Data contracts For Free using ODCS (Bitol)

These details have not been verified by PyPI

Project description

dc43 — Data Contracts For Free!

Overview

Purpose: Generate, store, evolve and apply data contracts in Databricks pipelines, using standard Spark IO and Delta Live Tables (DLT) where possible.
Contract style: Bitol/ODCS v3.0.2 JSON. Maps to Spark schemas and DLT expectations.
Core features:
- SemVer helpers for version checks
- Validation and auto-casting for Spark DataFrames
- IO helpers for read/write with contract enforcement
- Storage backends: filesystem (DBFS/UC volumes) and Delta table
DLT helpers: build expectations from contracts
- DQ orchestration: pluggable client interface; stub implementation provided
Bitol/ODCS support: relies on the official open-data-contract-standard models (v3.0.2). No internal stubs.

Install

As a source lib (Databricks Repos, workspace files) or package. No hard dependencies by default; bring your own pyspark on Databricks clusters.

Quickstart

Define a contract (ODCS typed model)

from open_data_contract_standard.model import (
    OpenDataContractStandard, SchemaObject, SchemaProperty, Description
)

contract = OpenDataContractStandard(
    version="0.1.0",
    kind="DataContract",
    apiVersion="3.0.2",
    id="sales.orders",
    name="Orders",
    description=Description(usage="Orders facts"),
    schema_=[
        SchemaObject(
            name="orders",
            properties=[
                SchemaProperty(name="order_id", physicalType="bigint", required=True, unique=True),
                SchemaProperty(name="customer_id", physicalType="bigint", required=True),
                SchemaProperty(name="order_ts", physicalType="timestamp", required=True),
                SchemaProperty(name="amount", physicalType="double", required=True),
                SchemaProperty(
                    name="currency", physicalType="string", required=True,
                    logicalTypeOptions={"enum": ["EUR", "USD"]}
                ),
            ],
        )
    ],
)

Validate and write with Spark

from dc43.integration.spark_io import write_with_contract

write_with_contract(
    df=orders_df,
    contract=contract,
    path="/mnt/gold/sales/orders",
    format=contract.servers[0].format,
    mode="append",
    enforce=True,
    auto_cast=True,
)

DLT usage (inside a pipeline notebook)

import dlt
from dc43.integration.dlt_helpers import expectations_from_contract

@dlt.table(name="orders")
def orders():
    df = spark.read.stream.table("bronze.sales_orders_raw")
    exps = expectations_from_contract(contract)
    dlt.expect_all(exps)
    return df.select("order_id", "customer_id", "order_ts", "amount", "currency")
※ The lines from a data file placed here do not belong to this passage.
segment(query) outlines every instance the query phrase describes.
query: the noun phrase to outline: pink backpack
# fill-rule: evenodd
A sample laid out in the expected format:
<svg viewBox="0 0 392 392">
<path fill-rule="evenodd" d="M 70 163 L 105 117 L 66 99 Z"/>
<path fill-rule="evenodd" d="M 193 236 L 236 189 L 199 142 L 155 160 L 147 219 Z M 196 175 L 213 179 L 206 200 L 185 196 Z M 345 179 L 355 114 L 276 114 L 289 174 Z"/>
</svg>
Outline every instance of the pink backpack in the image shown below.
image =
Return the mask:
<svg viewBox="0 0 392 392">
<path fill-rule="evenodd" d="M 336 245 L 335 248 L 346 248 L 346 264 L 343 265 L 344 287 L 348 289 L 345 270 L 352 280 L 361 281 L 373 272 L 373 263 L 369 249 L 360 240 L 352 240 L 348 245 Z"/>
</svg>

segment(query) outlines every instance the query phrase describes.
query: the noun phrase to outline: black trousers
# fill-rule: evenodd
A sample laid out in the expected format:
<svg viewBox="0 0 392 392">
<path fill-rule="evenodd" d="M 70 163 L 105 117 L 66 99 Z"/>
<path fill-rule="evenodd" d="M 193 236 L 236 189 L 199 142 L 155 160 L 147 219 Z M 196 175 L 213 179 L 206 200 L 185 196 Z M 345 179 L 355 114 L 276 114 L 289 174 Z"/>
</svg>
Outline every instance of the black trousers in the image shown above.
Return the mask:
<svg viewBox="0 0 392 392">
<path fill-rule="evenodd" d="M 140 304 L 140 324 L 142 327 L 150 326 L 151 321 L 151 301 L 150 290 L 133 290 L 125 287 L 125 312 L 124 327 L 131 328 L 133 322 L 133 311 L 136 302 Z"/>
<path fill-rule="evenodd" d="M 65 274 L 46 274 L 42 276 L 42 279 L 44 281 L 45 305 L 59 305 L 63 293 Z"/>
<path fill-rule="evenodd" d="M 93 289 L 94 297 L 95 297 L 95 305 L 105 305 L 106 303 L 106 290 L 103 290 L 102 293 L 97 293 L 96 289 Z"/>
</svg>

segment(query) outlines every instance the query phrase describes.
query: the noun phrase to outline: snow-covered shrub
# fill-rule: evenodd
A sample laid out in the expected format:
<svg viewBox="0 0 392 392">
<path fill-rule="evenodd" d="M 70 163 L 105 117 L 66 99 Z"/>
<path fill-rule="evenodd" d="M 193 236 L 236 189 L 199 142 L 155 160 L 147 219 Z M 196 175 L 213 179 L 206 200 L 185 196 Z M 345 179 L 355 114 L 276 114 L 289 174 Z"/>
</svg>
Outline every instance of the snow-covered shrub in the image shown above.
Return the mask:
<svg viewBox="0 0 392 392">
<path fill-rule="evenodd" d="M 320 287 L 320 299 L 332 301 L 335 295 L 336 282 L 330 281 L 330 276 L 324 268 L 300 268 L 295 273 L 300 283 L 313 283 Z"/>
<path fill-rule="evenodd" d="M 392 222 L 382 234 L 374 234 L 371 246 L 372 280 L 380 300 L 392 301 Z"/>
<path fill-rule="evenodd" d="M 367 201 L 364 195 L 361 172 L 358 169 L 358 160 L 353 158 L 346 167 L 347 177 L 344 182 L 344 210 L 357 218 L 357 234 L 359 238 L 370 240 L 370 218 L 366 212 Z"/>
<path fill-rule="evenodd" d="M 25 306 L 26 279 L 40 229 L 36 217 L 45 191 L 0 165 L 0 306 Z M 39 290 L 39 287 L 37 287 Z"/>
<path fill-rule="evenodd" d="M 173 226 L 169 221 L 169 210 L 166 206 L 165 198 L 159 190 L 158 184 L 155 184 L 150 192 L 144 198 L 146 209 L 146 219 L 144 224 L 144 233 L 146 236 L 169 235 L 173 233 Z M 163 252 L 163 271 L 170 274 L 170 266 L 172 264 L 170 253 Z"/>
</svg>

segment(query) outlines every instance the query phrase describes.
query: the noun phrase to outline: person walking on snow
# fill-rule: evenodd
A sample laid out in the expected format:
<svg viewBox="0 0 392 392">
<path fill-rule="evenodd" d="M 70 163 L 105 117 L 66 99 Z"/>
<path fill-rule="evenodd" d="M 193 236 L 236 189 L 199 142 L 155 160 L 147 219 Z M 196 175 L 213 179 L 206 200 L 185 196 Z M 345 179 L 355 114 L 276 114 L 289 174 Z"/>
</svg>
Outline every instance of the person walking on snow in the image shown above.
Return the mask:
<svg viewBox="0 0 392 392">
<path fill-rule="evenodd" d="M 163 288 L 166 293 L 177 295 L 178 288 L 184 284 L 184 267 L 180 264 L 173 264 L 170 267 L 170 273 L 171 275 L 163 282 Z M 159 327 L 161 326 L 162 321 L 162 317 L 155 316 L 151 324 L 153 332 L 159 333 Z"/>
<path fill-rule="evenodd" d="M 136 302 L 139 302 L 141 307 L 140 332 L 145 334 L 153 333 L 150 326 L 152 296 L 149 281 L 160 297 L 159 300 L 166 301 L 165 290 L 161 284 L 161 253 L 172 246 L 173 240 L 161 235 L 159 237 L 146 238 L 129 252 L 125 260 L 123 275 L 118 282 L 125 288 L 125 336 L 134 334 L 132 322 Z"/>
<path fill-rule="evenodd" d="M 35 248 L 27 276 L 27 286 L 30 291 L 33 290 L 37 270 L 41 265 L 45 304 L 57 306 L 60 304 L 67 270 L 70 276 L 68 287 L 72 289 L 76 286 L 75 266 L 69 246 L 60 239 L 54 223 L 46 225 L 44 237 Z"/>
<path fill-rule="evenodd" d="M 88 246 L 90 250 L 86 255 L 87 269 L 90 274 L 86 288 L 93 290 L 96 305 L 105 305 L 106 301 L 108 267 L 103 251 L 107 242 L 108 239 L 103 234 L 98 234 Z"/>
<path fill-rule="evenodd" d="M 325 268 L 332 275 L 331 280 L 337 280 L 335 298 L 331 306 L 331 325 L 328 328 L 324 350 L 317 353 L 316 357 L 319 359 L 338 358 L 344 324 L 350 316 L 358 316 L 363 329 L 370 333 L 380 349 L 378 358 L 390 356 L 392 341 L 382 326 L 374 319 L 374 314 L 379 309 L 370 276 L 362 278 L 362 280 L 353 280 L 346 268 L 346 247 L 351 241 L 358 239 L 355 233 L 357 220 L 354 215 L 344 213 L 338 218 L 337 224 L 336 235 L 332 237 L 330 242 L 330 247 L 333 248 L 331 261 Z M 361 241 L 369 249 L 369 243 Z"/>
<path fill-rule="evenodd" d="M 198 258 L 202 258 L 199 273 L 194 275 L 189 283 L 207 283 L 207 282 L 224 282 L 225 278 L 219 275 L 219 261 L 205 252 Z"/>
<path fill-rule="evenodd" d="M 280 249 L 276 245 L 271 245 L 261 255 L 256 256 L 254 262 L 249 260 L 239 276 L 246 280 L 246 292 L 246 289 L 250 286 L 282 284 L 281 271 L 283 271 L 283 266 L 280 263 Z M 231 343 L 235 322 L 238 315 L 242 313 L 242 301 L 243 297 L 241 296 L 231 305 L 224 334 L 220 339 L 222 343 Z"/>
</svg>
Store and resolve contracts

from dc43.storage.fs import FSContractStore

store = FSContractStore(base_path="/mnt/contracts")
store.put(contract)
latest = store.latest("sales.orders")

DQ/DO orchestration on read

from dc43.integration.spark_io import read_with_contract
from dc43.dq.stub import StubDQClient

dq = StubDQClient(base_path="/mnt/dq_state")
df, status = read_with_contract(
    spark,
    format="delta",
    path="/mnt/gold/sales/orders",
    contract=contract,
    expected_contract_version="==0.1.0",
    dq_client=dq,
    return_status=True,
)
print(status.status, status.reason)

Draft contract proposal on mismatch (write)
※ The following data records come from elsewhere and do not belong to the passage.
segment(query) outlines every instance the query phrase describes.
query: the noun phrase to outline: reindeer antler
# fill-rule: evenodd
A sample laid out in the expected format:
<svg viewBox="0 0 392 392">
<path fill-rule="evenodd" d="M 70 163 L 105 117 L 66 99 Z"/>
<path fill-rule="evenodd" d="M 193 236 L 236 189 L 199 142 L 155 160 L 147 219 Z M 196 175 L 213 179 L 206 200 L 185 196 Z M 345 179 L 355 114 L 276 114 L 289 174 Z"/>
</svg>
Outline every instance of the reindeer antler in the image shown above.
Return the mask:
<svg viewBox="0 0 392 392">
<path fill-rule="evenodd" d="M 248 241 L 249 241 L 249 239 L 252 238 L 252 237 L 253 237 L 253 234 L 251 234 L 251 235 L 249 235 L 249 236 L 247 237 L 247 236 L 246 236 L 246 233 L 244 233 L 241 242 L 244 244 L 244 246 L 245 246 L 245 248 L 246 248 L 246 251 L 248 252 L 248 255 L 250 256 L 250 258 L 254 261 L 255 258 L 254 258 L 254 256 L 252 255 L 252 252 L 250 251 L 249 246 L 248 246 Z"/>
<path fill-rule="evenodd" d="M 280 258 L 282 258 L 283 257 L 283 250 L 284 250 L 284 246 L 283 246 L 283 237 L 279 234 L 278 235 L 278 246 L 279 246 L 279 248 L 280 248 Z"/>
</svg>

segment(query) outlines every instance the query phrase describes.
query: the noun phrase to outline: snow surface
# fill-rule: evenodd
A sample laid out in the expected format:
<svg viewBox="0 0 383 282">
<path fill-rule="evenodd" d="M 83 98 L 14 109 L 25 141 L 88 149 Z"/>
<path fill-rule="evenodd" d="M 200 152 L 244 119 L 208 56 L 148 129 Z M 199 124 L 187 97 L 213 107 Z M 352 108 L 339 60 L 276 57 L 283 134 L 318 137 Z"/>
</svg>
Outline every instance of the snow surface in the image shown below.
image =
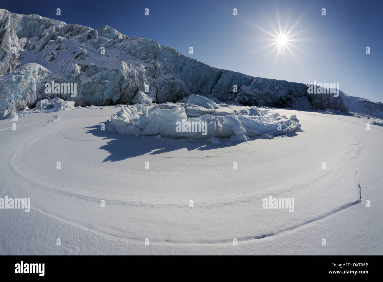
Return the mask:
<svg viewBox="0 0 383 282">
<path fill-rule="evenodd" d="M 228 146 L 101 130 L 121 107 L 0 120 L 0 197 L 31 205 L 0 210 L 0 254 L 383 254 L 383 129 L 370 120 L 268 109 L 304 132 Z M 262 208 L 270 196 L 294 211 Z"/>
</svg>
from dc43.integration.spark_io import write_with_contract
from dc43.storage.fs import FSContractStore

store = FSContractStore("/mnt/contracts-drafts")
vr, draft = write_with_contract(
    df=orders_df,
    contract=contract,
    path="/mnt/gold/sales/orders",
    format=contract.servers[0].format,
    mode="append",
    enforce=False,                 # continue writing
    draft_on_mismatch=True,        # create a draft when schema diverges
    draft_store=store,             # persist the draft
    return_draft=True,
)
if draft:
    print("Draft created:", draft.id, draft.version)  # send to workflow

Demo application

A Vue-powered FastAPI application in dc43.demo_app offers a visual way to explore contracts, datasets and data quality results. Install the optional dependencies and launch the app with:

pip install ".[demo]"
dc43-demo

Visit http://localhost:8000 to:

Browse contracts and their versions with draft/active status.
Inspect dataset versions, their linked contract, validation status and detailed DQ metrics derived from contract rules.
Highlight datasets using draft contracts and trigger validation to promote them.
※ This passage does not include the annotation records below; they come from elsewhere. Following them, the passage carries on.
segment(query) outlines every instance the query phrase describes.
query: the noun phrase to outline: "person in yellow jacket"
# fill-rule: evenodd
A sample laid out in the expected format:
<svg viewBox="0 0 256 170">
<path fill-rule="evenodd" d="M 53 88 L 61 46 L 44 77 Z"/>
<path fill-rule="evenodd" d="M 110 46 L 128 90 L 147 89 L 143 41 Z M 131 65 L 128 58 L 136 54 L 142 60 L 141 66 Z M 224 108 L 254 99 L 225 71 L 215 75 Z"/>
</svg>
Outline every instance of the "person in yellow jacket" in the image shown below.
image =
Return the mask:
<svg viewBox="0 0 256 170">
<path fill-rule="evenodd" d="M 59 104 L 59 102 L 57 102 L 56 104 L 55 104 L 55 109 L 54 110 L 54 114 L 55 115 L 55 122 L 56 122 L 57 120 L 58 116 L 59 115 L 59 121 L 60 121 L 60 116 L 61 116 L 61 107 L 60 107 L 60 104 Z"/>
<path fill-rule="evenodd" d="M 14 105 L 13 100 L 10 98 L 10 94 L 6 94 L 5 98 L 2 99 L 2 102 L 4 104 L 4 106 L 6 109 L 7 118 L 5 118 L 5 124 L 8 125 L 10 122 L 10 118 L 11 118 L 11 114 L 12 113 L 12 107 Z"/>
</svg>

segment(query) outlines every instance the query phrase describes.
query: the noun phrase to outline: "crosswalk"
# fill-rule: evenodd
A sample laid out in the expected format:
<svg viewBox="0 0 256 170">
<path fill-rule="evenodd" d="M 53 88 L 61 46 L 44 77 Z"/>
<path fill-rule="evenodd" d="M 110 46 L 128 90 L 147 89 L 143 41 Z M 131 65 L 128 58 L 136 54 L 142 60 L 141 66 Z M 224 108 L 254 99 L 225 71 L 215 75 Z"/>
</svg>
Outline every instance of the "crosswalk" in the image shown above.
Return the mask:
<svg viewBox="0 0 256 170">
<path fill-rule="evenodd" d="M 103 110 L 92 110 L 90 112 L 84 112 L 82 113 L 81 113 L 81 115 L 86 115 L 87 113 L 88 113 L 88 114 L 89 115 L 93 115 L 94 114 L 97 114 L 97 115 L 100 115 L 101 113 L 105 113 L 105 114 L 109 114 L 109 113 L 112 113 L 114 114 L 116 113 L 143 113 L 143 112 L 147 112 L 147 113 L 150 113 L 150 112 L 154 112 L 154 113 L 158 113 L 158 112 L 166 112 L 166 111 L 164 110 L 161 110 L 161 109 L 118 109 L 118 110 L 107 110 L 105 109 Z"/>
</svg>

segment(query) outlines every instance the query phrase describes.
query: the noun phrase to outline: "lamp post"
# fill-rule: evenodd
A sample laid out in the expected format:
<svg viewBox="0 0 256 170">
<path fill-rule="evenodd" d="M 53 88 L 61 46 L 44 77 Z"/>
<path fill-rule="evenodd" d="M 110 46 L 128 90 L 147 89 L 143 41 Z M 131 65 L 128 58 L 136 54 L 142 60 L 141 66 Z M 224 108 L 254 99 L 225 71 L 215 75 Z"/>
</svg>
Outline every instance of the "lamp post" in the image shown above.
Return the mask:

An additional Reveal.js presentation is available at http://localhost:8000/static/presentation.html to walk through the contract lifecycle and automation steps.

The application also exposes an example Spark pipeline in dc43.demo_app.pipeline used when registering new dataset versions.

Spark Flow (Mermaid)

flowchart TD
    subgraph Read
      U[User code / Notebook] --> RWC{read_with_contract}
      RWC --> SR["spark.read.format(...).load"]
      RWC --> EV["ensure_version(contract)"]
      EV --> VAL[validate_dataframe]
      VAL -->|ok| AC["apply_contract (cast/order)"]
      VAL -->|errors & enforce| E1[Raise]
      AC --> DF[DataFrame ready]
      RWC --> DQ{dq_client?}
      DQ -->|yes| GS["get_status(dataset@version, contract@version)"]
      GS -->|unknown/stale| CM[compute_metrics]
      CM --> SM[submit_metrics -> status]
      GS -->|up-to-date| SM
      SM -->|block & enforce| E2[Raise]
      SM -->|ok/warn| DF
    end

    DF --> T[Transformations / joins / aggregations]

    subgraph Write
      T --> WWC{write_with_contract}
      WWC --> V2[validate_dataframe]
      V2 -->|ok| AC2[apply_contract]
      V2 -->|errors & draft_on_mismatch| PD["propose draft (ODCS model)"]
      PD --> PS[draft_store.put]
      V2 -->|errors & enforce| E3[Raise]
      AC2 --> SW["spark.write.(format, options).mode.save"]
      SW --> DELTA[Delta table / UC]
    end

    classDef err fill:#ffe5e5,stroke:#ff4d4f,color:#000
    class E1,E2,E3 err

Notes

The library uses the official ODCS package and enforces $schema version 3.0.2 by default (configurable via DC43_ODCS_REQUIRED).
Validation focuses on practical checks: presence, types, nullability and common constraints (enum, regex, min/max, unique best-effort).
DLT helpers translate constraints into expect expressions when feasible.
DQ orchestration: the IO wrapper checks schema vs contract and consults the DQ client. If dataset version is newer than DQ’s known version, it computes the required metrics and submits them, then enforces the resulting status if requested.

Local Dev

Install dependencies locally (match your Databricks runtime where possible):

pip install open-data-contract-standard==3.0.2 pyspark

dc43 enforces apiVersion via DC43_ODCS_REQUIRED (default 3.0.2).

Tests

Install test extras and run

pip install -e ".[test]"
pytest

Publishing

Push a tag v* on a commit in main.
The workflow .github/workflows/release.yml runs tests, builds the package, waits for manual approval via environment release, publishes to PyPI, and creates a GitHub release with autogenerated notes.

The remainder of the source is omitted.